The Paying Guests(108)


Her voice was sliding from disbelief into something like hysteria. Frances went over to her and took her in her arms. They embraced as best they could, one of them squatting, the other kneeling, a yard or so from Leonard’s stuck-up, splayed-out feet. Lilian pressed her face to Frances’s shoulder and moaned and moaned. But the embrace was as wrong, somehow, as Leonard’s lifeless body. Their fingers clutched, but their fear was between them, dark, electric. Their hearts were pounding, but pounding separately, each to its own horrified rhythm.

Frances couldn’t bear it. She broke free, turned away. Lilian was right: it couldn’t be true. She went back to Leonard’s body and tried again to revive him. There must be a way. There must be! He had lost all that blood, the yellow cushion was sodden with it; there were splashes of it all over the clutter of things on the carpet. But, even so, you couldn’t just die, not like that, not like this. And the wound itself, she saw, had ceased bleeding now. That could only be good – couldn’t it? A shock to his system might bring him round. A blow, a jolt. She saw a glass of water on the mantelpiece, and tried dashing a handful of it into his face. It mixed with the blood, that was all. She poured the rest of it into his mouth, moving aside his tongue to do it. But the water sat in there like water in a vase – horrible, horrible.

Setting the glass down with a shaking hand, she looked at the clock: ten past nine. She tried to pull her thoughts together. She closed her eyes for what felt like a moment, then looked at the clock again and found that two whole minutes had gone by.

She said, ‘We have to do something. I’ll have to get a doctor.’

Lilian trembled. ‘A doctor?’

‘I think it’s too late for one, but – What else can we do?’

‘But what will we tell him?’

‘I don’t know. The truth, I suppose.’

‘That I hit him?’

‘What else can we say?’

‘But we can’t tell him that! He’ll send for the police, won’t he?’

‘I think – I think he’ll have to.’

‘No, Frances. No. Oh, it can’t be true! He can’t be dead! There has to be something we can do.’ And again she took hold of him – caught at his hand, this time. ‘Len! Lenny!’ She squeezed and patted it. ‘Stop it, Lenny! Please! Help me, Frances. There has to be a way.’

She had hold of his other hand now. Now she was patting his thighs, his knees. The clock ticked on, unhurried but relentless. Frances tried to draw her back. ‘It’s no good. It’s no use.’

She continued to pat him. Her eyes and cheeks were wet with tears. ‘It isn’t true.’

‘It is. You know it is, Lilian. Stop it. We have to do something real. The longer we leave it, the odder it’ll look. The odder, I mean, it’ll look to the police —’

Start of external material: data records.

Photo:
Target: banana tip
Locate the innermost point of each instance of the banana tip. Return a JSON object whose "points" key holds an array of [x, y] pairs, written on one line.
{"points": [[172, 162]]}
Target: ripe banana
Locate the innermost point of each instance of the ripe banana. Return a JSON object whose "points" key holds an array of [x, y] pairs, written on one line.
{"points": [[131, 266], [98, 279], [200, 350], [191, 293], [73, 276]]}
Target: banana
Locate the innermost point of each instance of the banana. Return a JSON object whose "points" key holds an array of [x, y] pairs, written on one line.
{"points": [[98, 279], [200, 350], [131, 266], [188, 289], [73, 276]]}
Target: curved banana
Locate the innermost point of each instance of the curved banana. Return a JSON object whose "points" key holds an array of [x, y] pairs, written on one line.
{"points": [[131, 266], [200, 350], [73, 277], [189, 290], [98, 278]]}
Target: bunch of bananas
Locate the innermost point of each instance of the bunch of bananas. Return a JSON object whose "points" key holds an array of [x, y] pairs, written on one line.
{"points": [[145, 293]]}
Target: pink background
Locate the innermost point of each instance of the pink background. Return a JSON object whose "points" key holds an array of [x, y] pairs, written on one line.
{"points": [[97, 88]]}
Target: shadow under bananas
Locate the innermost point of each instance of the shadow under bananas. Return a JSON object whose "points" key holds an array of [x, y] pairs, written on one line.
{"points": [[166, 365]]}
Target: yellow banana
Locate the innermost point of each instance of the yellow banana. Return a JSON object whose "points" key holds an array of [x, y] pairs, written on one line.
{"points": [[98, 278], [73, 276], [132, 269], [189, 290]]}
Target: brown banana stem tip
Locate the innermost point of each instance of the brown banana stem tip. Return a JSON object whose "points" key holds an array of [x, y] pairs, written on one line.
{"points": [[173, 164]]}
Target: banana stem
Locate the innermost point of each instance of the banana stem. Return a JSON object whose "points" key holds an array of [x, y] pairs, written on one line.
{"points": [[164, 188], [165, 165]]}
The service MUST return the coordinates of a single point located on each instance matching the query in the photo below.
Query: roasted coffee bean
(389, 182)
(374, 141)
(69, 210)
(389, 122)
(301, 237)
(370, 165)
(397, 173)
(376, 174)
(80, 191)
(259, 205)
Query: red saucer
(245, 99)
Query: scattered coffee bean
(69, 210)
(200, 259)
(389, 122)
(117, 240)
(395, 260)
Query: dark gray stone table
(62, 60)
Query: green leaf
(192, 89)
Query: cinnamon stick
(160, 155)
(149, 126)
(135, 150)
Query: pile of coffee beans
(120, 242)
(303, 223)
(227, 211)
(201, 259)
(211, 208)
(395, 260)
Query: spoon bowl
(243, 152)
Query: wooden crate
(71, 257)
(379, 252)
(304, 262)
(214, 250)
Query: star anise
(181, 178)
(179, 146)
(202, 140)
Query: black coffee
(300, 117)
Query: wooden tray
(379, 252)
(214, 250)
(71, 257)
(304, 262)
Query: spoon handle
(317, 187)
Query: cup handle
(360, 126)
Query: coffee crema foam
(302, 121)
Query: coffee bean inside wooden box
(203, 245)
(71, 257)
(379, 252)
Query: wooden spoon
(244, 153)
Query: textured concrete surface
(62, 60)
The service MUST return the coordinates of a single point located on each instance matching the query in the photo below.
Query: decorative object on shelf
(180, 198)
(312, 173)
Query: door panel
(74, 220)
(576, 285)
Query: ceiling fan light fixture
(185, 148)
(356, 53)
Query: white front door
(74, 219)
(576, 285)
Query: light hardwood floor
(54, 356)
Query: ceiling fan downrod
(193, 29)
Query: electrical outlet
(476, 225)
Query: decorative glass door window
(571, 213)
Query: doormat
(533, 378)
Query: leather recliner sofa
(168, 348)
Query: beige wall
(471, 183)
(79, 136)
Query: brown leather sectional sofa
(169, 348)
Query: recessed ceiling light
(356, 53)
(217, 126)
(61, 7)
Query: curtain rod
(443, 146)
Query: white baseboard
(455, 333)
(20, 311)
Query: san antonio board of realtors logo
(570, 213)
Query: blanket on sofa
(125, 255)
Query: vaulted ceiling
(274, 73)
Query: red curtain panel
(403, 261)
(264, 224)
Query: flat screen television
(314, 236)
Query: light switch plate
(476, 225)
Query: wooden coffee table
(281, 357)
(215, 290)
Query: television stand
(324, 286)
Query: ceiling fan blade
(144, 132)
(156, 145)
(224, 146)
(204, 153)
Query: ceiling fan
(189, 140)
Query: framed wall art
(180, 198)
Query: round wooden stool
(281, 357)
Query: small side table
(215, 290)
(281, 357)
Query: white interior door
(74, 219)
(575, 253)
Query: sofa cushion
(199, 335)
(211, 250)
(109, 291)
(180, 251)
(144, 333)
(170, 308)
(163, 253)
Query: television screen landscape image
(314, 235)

That made Lilian grow still. Gazing up at Frances, she spoke in a voice as small as a child’s.

‘You won’t say I hit him, will you?’

Frances swallowed. ‘They’ll have my word as well as yours that you didn’t mean it.’

‘They’ll say it was murder. They’ll hang me, Frances!’

‘They won’t do that. They couldn’t. They wouldn’t!’ But Frances’s voice had begun to tremble. Her heart seemed to be squirming in her breast. It was almost twenty past nine now. Another ten minutes gone! She drew a couple of shaky breaths. ‘We just have to be clear about what happened. So long as we’re clear, it’ll be all right. Leonard was attacking me, after all. I must have bruises – do I?’ She pulled down her collar. ‘Am I marked, here?’

Lilian looked at her throat without seeing it. ‘But they’ll want to know why we were fighting. They’ll find out about you and me. They’ll find out about the baby. I can’t go through with it, Frances. I can’t! There must be something we can do. Oh, I feel so ill, I think I’ll die! – No, Frances, wait!’ Frances had begun to move away. Lilian caught hold of her – her hand, her cuff. She was still on her knees. ‘There must be something, some other way. We’ve done so much to be together. They’ll keep us apart, I know they will. It isn’t fair! We’ve done so much!’

Her grip had all her fear in it. Her face was greeny-white. ‘Please, Frances. Please. Can’t we say something – anything? Can’t we say that – that he fell?’ She seized on the idea, her grip growing tighter. ‘Can’t we say he just fell and hit his head? If we were to move him on to his side, put something underneath him —’

‘But, put what?’ Frances gazed around in frustration. ‘There’s no fender. There’s nothing hard in the room at all. There’s only a thousand fancy cushions! Look at the wound, at all that blood! The doctor would know we were lying. It would need a step or a stone to make a wound like that.’

‘Well, then, suppose he’d fallen outside? We could say he came in, that we tried to help him. You remember that time, when someone hit him? He got himself back to the house that time, didn’t he? He was bleeding, then. We could say he did that – that he came in, and told us he’d fallen, and then just – just died —’

‘Oh, Lilian, be rational. He couldn’t have got anywhere with a wound like this. They’d never believe it.’